Nature de l’affaire : Baux d’habitation – Demande en paiement des loyers et des charges et/ou tendant à faire prononcer ou constater la résiliation pour défaut de paiement ou défaut d’assurance et ordonner l’expulsion
exécutoire au demandeur – défendeur
copie au demandeur – défendeur
le
RAPPEL DES FAITS
M. [D] [M] a donné à bail à Mme [T] [R] un appartement à usage d’habitation situé au [Adresse 5] (3è étage) n° D35 à [Localité 6] par contrat du 11 janvier 2024, pour un loyer mensuel de 523 euros et 62 euros de provision sur charges.
Des loyers étant demeurés impayés, M. [D] [M] a fait signifier le 8 juillet 2025 un commandement de payer visant la clause résolutoire.
Par acte signifié le 7 novembre 2025, M. [D] [M] a ensuite fait assigner Mme [T] [R] devant le juge des référés du tribunal de proximité de Molsheim aux fins de :
— constater le jeu de la clause résolutoire du contrat de bail d’habitation ;
— condamner le défendeur à évacuer les lieux ainsi que tout occupant de son chef, si nécessaire avec le recours de la force publique ;
— condamner à titre provisionnel le défendeur à lui payer une indemnité d’occupation égale au montant du loyer augmenté de l’acompte sur charges, révisable aux conditions des baux résiliés, avec intérêts au taux légal sur chaque échéance à intervenir ;
— condamner à titre provisionnel le défendeur à lui payer la somme de 3 678,90 euros selon décompte arrêté au 24 septembre 2025, avec intérêts au taux contractuel prévu au contrat de bail ;
— condamner le défendeur à tous les frais et dépens comprenant les frais de commandement ;
— condamner le défendeur au paiement de la somme de 800 euros au titre de l’article 700 du code de procédure civile ;
— rappeler le caractère provisoire de la présente décision.

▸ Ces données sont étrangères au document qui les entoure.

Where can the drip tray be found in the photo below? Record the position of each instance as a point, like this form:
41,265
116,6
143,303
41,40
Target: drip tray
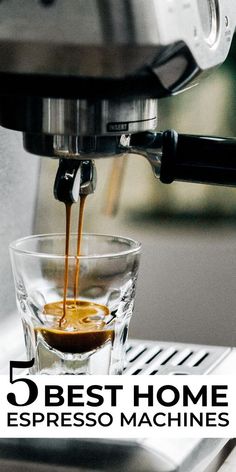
151,358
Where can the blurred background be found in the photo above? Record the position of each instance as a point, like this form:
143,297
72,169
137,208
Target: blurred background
187,281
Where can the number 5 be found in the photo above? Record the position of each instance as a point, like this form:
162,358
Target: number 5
33,389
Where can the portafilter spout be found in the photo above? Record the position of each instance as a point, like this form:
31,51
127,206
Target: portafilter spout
74,178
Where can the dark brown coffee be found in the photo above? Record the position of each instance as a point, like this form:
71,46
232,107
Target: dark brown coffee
77,326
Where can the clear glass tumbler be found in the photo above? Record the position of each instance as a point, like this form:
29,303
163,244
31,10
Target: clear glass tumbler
84,332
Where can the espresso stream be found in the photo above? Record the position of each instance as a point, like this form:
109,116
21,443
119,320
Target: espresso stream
76,326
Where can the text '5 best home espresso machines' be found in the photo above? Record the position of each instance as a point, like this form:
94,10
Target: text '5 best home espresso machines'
81,79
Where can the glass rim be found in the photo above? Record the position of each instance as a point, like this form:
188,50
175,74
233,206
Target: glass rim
135,246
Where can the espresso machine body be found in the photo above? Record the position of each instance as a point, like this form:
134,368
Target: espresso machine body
79,78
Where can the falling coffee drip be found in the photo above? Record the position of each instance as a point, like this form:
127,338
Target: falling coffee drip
67,249
76,326
79,241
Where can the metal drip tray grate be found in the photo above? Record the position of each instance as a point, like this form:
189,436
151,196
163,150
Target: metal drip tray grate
152,358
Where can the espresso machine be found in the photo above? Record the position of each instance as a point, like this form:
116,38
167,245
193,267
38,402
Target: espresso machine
81,79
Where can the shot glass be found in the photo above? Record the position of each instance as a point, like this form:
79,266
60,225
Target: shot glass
75,333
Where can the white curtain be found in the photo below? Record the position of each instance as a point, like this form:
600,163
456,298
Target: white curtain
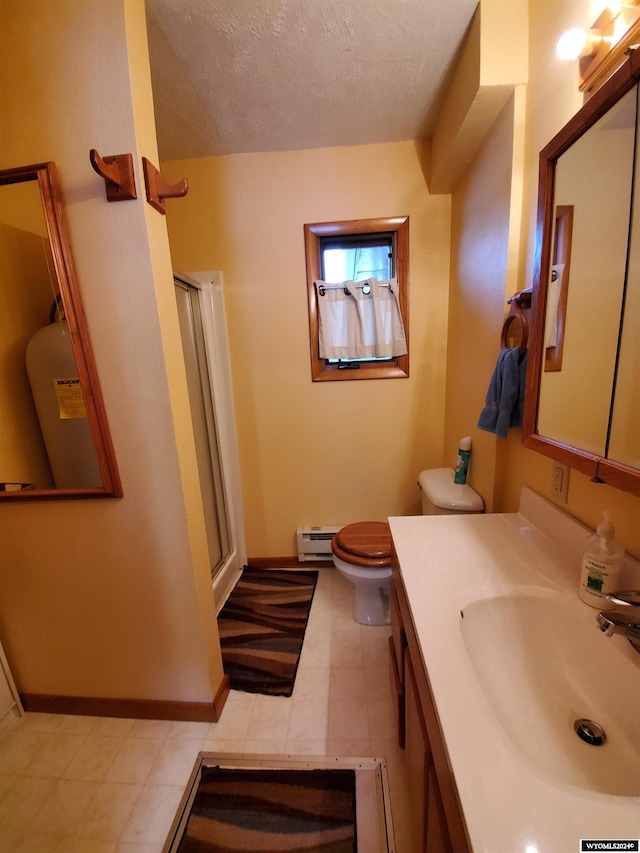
360,319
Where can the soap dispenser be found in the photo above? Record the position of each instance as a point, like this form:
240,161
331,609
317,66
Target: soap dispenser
601,565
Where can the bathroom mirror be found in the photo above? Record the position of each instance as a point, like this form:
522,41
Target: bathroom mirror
54,437
582,402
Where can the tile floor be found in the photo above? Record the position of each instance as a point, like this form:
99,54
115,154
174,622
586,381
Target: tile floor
73,784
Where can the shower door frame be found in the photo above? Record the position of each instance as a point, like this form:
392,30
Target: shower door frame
216,368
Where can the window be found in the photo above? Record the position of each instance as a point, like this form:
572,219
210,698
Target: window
357,251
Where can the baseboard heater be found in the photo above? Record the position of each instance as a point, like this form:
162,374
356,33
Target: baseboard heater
314,543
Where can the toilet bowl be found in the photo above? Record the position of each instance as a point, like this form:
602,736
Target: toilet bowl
362,551
362,554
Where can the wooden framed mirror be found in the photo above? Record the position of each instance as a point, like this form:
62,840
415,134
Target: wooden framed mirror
54,436
583,408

A l’audience du 20 janvier 2026, M. [D] [M], représenté par son conseil, a maintenu ses demandes en se référant à son assignation et sollicite de rejeter toute demande tendant à l’octroi de délais de grâce.
En réplique, Mme [T] [R] s’oppose au paiement sollicité quant à son quantum, en contestant le montant des sommes réclamées. Elle sollicite des délais de paiement, tout en précisant ne pas avoir repris le paiement du loyer courant. Elle fait état de sa situation personnelle et financière actuelle.
Un diagnostic social et financier a été reçu au greffe avant l’audience et il a été donné lecture de ses conclusions à l’audience.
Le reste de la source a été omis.